While the new method is being developed with aerospace in mind, the team believes it will have applications for other sectors too: ‘Research findings from this project and the project output will have applications for other sectors including automotive, space, construction, oil and gas, offshore renewables, and agriculture,’ confirmed Ian Brooks, AM technical fellow at the AMRC.
MEDAL is part of the National Aerospace Technology Exploitation Programme, a £10 million initiative for UK SMEs to develop innovative aerospace technologies funded by the Department for Business, Energy, and Industrial Strategy and delivered in partnership with the Aerospace Technology Institute (ATI) and Innovate UK.

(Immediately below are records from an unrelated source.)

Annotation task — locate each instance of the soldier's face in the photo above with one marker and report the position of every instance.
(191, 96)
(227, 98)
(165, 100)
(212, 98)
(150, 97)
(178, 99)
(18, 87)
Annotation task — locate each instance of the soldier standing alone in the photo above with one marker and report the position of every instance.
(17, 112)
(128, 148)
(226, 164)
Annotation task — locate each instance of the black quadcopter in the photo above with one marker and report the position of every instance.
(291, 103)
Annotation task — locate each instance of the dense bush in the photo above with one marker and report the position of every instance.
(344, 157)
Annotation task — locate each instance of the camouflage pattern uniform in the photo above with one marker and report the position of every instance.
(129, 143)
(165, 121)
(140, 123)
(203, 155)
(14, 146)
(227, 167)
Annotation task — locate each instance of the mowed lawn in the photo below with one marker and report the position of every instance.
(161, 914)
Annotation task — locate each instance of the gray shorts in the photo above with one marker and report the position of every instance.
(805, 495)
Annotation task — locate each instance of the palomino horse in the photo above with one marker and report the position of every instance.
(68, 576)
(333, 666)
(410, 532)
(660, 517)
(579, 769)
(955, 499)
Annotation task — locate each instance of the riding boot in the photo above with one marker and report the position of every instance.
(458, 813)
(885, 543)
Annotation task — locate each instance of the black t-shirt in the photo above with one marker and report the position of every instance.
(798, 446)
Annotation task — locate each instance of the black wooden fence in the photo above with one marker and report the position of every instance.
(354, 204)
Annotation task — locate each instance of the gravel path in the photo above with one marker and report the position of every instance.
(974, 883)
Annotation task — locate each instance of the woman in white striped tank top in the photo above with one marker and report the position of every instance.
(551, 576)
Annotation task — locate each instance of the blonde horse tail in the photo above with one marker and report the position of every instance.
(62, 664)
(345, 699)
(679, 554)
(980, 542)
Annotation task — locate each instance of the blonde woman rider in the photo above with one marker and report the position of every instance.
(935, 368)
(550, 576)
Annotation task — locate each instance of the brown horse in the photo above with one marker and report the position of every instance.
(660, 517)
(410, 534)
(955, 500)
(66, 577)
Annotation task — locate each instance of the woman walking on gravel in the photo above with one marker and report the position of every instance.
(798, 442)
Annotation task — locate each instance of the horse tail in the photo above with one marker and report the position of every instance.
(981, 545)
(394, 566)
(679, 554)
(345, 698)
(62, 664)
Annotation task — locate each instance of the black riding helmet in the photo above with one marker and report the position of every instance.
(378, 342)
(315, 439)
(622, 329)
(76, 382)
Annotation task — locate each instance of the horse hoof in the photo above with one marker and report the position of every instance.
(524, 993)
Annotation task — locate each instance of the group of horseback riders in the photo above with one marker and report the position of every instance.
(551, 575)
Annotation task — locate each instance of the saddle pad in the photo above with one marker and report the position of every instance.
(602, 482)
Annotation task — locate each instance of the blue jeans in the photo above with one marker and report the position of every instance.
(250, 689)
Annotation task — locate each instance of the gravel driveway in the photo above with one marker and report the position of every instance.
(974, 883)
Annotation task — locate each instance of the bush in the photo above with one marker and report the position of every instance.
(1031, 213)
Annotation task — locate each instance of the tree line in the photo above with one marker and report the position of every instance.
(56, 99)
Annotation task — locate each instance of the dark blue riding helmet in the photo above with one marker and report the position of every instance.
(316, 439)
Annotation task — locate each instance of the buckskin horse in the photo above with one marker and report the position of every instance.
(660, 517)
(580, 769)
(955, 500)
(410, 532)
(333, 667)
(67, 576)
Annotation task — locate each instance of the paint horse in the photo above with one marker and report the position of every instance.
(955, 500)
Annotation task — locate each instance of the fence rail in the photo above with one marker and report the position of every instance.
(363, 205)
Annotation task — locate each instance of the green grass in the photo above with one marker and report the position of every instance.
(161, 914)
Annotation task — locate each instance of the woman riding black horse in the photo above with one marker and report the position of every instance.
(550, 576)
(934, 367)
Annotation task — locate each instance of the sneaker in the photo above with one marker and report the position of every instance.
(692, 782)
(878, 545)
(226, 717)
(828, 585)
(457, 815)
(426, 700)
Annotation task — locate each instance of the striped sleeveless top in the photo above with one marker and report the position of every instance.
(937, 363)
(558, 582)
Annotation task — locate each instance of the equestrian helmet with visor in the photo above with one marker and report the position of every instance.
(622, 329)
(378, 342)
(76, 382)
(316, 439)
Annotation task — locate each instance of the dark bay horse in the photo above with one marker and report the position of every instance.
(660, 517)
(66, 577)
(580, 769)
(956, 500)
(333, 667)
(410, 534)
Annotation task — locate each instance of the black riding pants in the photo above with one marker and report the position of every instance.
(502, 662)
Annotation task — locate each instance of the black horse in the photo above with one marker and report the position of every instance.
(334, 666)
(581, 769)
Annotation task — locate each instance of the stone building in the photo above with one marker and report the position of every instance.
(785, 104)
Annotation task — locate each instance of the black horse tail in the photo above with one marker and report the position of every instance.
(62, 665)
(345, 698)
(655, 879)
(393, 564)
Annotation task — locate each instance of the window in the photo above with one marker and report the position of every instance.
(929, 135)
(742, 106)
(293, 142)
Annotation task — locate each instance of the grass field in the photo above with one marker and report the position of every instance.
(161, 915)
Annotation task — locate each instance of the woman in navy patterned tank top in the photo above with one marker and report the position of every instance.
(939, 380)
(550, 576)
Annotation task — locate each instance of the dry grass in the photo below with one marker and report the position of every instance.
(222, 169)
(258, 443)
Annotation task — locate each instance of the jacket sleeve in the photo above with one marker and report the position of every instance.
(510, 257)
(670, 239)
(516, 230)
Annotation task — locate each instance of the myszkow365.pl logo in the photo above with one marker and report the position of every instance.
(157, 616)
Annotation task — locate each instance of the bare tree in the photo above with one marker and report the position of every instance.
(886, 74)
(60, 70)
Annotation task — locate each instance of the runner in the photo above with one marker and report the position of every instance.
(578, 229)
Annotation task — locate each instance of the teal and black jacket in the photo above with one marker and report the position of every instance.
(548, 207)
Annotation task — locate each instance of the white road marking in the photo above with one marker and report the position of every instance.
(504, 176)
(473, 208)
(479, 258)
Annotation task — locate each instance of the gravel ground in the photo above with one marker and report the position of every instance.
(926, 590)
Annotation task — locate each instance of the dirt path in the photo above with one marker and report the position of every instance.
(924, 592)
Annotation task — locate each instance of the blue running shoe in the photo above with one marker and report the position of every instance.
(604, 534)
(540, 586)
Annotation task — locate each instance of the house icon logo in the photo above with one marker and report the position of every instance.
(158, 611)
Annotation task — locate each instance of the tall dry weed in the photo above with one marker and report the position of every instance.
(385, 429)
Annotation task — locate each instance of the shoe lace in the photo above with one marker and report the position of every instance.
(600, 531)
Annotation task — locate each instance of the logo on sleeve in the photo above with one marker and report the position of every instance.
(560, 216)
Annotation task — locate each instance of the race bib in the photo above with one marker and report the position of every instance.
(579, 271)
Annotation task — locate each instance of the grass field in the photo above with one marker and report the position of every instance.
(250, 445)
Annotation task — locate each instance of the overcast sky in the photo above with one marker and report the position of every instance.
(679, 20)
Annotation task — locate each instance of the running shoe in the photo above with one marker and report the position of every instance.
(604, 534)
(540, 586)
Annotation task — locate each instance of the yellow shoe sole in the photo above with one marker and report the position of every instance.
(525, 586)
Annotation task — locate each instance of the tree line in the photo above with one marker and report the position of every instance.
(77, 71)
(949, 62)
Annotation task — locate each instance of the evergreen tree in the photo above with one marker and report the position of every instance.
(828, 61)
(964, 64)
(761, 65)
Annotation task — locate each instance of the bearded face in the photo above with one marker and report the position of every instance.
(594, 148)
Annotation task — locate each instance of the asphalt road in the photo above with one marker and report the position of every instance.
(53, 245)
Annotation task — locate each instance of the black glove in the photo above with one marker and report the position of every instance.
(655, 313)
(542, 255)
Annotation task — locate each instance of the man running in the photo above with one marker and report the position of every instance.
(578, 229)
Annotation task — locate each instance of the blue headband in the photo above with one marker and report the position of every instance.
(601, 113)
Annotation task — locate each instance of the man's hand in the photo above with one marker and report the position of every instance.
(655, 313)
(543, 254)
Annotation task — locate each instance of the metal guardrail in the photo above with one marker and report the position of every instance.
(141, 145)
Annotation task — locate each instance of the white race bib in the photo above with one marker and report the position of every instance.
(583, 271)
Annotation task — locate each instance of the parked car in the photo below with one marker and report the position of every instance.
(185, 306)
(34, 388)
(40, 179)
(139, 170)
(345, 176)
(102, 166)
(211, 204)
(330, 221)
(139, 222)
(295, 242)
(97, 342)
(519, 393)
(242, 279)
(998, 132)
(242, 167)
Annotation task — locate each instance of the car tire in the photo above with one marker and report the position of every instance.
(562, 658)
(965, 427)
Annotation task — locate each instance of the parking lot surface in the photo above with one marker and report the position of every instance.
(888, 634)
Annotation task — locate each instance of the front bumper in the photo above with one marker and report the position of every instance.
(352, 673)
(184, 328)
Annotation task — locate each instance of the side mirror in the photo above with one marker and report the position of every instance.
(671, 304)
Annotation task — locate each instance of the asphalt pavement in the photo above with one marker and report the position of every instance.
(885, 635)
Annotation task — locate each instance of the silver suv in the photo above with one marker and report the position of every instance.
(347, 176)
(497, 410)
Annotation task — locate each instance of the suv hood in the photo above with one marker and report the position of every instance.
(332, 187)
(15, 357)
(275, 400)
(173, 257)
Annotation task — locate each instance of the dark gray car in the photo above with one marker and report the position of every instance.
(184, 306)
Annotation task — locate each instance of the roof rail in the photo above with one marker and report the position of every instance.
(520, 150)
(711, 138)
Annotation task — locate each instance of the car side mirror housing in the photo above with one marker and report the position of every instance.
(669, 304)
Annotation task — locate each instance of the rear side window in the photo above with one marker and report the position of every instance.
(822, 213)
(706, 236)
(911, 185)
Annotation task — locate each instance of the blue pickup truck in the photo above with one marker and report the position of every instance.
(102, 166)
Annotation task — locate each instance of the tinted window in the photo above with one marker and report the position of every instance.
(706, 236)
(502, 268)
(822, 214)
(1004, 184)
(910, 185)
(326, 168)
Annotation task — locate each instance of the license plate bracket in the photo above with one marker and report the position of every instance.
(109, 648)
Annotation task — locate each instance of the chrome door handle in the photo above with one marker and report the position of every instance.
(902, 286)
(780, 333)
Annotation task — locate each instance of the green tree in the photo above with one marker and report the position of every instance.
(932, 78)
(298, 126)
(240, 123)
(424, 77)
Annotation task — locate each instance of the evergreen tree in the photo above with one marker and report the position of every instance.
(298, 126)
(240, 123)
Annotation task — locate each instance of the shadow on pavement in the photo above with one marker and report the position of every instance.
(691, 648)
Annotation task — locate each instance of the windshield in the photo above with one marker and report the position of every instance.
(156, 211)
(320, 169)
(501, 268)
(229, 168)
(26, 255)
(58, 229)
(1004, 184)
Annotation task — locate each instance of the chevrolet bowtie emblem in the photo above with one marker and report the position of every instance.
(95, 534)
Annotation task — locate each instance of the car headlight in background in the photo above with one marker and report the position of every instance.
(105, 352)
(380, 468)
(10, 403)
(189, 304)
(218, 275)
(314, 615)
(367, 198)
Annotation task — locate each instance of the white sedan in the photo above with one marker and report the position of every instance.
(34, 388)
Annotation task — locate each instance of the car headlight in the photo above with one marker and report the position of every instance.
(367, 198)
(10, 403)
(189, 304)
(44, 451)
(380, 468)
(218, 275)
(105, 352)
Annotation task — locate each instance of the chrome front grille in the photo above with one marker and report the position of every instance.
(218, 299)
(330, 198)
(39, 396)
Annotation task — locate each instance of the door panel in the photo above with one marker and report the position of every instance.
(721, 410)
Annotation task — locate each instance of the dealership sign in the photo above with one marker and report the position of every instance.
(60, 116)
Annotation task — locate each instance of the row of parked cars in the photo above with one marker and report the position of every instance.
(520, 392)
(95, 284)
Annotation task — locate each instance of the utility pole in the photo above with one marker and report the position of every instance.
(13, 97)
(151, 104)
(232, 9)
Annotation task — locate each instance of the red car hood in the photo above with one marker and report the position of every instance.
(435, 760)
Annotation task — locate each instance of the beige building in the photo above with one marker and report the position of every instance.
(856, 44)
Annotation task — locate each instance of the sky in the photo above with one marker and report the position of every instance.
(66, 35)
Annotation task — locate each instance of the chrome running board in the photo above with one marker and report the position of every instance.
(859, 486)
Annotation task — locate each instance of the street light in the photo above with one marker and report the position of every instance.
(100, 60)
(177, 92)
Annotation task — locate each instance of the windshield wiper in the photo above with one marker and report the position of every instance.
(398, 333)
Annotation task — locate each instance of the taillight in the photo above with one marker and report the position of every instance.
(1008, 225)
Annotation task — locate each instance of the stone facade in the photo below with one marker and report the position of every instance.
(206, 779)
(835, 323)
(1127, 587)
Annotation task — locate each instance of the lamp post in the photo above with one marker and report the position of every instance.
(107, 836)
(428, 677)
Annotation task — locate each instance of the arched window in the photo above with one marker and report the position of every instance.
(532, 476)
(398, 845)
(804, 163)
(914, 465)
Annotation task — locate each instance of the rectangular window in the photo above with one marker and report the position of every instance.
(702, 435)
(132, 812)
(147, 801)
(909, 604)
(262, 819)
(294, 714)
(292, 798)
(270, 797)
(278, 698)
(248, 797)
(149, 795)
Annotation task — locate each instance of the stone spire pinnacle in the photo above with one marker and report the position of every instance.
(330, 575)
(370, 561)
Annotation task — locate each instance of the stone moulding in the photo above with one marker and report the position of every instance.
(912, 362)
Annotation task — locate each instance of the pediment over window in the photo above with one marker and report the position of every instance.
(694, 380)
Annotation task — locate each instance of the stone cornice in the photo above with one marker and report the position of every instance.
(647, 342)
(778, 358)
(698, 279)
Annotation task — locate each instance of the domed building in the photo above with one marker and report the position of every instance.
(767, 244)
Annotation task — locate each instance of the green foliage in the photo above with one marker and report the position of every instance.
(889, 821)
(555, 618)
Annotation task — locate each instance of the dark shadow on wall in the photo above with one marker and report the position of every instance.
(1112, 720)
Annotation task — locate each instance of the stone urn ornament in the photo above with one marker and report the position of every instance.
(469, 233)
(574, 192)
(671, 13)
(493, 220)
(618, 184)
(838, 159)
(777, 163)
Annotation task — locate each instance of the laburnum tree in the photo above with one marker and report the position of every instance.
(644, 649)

Sir Martin Donnelly, president of Boeing Europe and managing director of Boeing in the UK and Ireland, said the project shows how industry can successfully partner with government and academia to spur UK innovation.
'We are proud to see this project move forward because of what it promises aviation and manufacturing, and because of what it represents for the UK’s innovation ecosystem,' he said. 'We helped found the AMRC two decades ago, Intellegens was one of the companies we invested in as part of the ATI Boeing Accelerator and we have longstanding research partnerships with Cambridge University and the University of Sheffield. We are excited to see what comes from this continued collaboration and how we might replicate this formula in other ways within the UK and beyond.'